Concerns are also rising about the economic impact of the longest US government shutdown. Cryptocurrencies have slumped, with many smaller coins nursing losses in excess of 50% for this year. Digital tokens have lost a combined $1.2tn of market value since Bitcoin peaked in October, figures from CoinGecko show.
Investors have so far been keen to buy the dip given underlying optimism about US economic growth. On Friday, Nasdaq 100 futures fell as much as 1.9% before erasing all the losses. The unusual comeback was testament to a market that is both still keen on risk taking, while prone to short-term vulnerability. It showed that there is still some dip-buying fuel left in the tank. “We tend to treat market retrenchments as a buying opportunity,” said Marija Veitmane, head of equity research at State Street Global Markets.
“The economy is strong enough to support robust earnings growth and yet weak enough to warrant rate cuts.” Bloomberg’s momentum monitor seems now in short-term oversold territory for the first time in months as the overall market momentum in thematics has turned fully negative. While equity markets are wobbling, investment flows have been “strangely constructive, albeit defensively skewed,” notes Goldman Sachs Group Inc partner Rich Privorotsky. Still, there’s higher demand for bearish bets on technology stocks, suggesting faltering confidence in a sustainable rally.
Heavy spending on AI is also raising worries about companies’ capacity to finance such bills. Credit spreads for Oracle Corp have soared to the highest in nearly three years. Fund managers’ average cash holdings have fallen to 3.7%, something that has only occurred 20 times since 2002. Stocks fell and Treasuries outperformed in the following one to three months each time it happened, BofA strategists said in a note.
The survey also showed that for the first time in 20 years, investors said companies are overinvesting. The S&P 500 is now about 3% below its October peak, and on Monday, closed below its 50-day moving average for the first time since April. Market breadth has also weakened, with only 54% of S&P 500 constituents trading above their 200-day moving average, according to data compiled by Bloomberg. All eyes are now on AI bellwether Nvidia Corp’s quarterly earnings report. Meanwhile, swaps traders have pared bets on the possibility of a Fed rate cut in December.

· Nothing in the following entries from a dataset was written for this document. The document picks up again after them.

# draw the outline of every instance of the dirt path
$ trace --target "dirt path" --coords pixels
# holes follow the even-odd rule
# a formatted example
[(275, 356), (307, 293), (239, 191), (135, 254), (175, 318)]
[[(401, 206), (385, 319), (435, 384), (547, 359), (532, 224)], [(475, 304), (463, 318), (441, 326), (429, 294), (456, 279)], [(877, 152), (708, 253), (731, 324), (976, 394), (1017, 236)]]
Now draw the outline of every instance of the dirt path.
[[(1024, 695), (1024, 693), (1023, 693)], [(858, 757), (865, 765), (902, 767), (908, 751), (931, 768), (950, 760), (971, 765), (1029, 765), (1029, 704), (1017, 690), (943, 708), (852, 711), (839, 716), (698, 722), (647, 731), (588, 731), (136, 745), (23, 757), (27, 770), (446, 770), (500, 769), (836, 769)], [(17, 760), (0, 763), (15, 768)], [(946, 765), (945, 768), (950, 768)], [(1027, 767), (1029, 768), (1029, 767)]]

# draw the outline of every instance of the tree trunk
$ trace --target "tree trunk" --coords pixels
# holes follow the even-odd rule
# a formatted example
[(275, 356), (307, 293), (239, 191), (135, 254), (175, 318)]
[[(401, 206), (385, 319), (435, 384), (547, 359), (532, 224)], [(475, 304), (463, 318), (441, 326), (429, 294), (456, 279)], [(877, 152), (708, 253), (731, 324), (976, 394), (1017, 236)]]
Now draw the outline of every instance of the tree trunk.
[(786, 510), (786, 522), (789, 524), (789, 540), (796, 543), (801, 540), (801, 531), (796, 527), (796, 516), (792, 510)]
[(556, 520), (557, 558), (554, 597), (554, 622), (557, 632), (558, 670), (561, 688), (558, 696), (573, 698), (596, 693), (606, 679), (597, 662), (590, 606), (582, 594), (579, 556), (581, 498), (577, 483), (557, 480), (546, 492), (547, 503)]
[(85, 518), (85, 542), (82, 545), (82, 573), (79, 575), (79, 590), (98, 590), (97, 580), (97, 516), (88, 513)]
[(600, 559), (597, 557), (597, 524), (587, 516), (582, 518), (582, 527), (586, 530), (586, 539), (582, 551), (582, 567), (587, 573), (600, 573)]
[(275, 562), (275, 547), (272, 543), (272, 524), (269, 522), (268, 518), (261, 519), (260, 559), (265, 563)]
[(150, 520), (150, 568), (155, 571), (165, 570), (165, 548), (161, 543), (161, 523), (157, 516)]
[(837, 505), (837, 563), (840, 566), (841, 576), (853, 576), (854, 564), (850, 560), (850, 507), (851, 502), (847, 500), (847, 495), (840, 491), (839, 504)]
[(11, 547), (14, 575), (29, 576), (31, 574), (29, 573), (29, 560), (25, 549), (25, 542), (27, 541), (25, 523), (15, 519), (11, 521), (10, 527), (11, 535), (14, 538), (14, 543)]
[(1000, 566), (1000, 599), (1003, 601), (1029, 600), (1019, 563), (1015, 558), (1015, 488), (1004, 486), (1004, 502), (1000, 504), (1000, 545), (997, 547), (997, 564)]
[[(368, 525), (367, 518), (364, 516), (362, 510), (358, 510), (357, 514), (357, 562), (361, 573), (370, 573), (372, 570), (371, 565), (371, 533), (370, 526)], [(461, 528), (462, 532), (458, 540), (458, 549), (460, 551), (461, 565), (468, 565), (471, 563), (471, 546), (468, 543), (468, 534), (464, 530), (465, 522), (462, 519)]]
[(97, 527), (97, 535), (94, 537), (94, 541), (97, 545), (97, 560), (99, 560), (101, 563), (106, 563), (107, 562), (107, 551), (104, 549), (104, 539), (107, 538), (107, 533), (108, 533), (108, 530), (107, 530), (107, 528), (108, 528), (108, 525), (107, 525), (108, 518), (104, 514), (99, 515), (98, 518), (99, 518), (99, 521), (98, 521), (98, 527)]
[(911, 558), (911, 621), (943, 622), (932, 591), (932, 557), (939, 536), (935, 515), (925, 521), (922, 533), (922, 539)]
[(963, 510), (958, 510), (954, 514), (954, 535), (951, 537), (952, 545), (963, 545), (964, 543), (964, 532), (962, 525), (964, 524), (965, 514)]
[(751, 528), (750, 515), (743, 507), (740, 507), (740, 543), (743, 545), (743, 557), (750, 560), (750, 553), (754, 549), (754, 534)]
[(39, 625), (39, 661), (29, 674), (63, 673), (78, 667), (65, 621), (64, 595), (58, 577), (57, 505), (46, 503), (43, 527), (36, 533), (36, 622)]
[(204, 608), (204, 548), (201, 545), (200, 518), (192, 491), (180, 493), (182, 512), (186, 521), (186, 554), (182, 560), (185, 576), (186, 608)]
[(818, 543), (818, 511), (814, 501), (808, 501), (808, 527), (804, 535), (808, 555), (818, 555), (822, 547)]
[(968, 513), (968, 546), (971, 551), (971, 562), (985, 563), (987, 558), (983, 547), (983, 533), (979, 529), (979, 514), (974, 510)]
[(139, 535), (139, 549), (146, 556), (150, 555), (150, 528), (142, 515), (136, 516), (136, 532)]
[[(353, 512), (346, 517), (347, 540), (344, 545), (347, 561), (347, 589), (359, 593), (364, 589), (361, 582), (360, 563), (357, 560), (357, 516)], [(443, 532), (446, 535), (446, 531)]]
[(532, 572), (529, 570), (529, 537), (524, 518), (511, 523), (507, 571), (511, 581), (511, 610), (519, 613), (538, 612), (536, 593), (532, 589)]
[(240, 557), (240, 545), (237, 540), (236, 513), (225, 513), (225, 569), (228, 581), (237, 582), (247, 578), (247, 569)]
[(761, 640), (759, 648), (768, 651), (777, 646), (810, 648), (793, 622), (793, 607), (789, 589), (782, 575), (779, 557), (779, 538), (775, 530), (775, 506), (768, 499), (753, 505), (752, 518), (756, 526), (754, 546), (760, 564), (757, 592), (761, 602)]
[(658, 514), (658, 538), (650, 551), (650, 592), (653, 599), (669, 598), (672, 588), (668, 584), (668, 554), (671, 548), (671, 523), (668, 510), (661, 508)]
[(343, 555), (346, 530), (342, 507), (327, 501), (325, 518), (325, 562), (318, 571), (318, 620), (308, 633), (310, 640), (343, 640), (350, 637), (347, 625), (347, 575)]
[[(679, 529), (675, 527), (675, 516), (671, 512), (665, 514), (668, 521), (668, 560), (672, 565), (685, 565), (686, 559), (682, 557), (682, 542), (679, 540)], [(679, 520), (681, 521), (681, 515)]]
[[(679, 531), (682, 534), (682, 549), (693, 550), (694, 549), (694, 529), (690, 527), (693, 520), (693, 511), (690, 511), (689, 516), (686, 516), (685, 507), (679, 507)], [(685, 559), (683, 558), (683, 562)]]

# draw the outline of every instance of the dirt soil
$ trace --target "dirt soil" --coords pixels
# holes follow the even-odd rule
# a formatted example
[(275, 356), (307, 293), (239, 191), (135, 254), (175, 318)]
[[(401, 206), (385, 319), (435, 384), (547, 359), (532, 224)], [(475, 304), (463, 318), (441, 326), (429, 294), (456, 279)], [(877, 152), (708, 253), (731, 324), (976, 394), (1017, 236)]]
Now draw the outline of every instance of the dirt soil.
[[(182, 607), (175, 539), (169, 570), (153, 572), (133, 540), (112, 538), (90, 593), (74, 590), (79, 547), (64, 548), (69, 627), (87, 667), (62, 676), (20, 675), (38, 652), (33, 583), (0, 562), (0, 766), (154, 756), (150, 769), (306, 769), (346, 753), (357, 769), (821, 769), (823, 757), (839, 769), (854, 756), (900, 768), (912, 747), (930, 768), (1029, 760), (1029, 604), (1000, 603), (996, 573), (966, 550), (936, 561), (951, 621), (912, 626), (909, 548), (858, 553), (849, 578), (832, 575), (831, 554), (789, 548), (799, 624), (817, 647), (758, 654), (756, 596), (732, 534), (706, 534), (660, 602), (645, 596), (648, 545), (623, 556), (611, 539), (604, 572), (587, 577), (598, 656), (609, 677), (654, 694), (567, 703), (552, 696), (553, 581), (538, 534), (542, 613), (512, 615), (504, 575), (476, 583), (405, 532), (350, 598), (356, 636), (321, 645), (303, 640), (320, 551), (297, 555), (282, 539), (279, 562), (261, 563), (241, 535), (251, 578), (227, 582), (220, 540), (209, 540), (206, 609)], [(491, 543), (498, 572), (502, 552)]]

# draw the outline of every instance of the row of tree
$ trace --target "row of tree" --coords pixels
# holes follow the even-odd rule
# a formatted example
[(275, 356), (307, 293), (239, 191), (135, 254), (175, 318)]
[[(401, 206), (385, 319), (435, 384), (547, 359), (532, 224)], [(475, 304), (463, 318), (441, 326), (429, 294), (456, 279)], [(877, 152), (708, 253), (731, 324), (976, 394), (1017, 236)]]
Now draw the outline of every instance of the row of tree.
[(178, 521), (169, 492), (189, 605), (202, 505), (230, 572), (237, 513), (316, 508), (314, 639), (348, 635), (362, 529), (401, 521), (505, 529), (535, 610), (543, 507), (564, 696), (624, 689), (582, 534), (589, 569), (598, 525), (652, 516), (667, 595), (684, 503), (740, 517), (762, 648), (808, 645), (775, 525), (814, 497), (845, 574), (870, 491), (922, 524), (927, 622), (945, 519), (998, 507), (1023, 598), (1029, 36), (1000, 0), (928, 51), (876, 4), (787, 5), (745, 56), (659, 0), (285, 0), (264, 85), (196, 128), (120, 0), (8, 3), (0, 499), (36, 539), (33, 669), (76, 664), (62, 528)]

For Matt Britzman, senior equity analyst at Hargreaves Lansdown, the longer-term outlook for stocks remains intact. “Pullbacks are never fun but are often healthy, especially in a market that’s showing signs of frothiness,” he said. Here’s what other market participants are saying about the outlook for US stocks:Homin Lee, a senior macro strategist at Lombard Odier “We believe that the nervousness will persist until the September employment report provides greater clarity.
At the current juncture, a soft US labour market data or a large beat in Nvidia earnings could help.”Mary-Sol Michel, a director a Swiss Life Gestion Privée in Paris “We were expecting a drawback to occur but a bit earlier earlier than this. We had therefore already cut some positions, notably on ASML and Alphabet.
The selling isn’t usual in terms of seasonality as typically at this time of the year people are expecting a year-end rally. We’re staying invested in tech, but we decided to take profits to secure our performance this year. There’s a lot of nervousness in the tech segment.”Eric Bleines, a fund manager at SwissLife Gestion Privée “The question is whether the selloff will continue after Nvidia’s results: This will make the difference between the market just taking a breather or going for a correction.
”Joachim Klement, a strategist at Panmure Liberum “Stock markets in the US and UK are still underpinned by solid fundamentals and in the US, weaker jobs data for September could revive the bets for a December rate cut by the Fed. US stocks will be supported by Fed rate cuts, though these will benefit US value stocks more than the expensive tech sector.”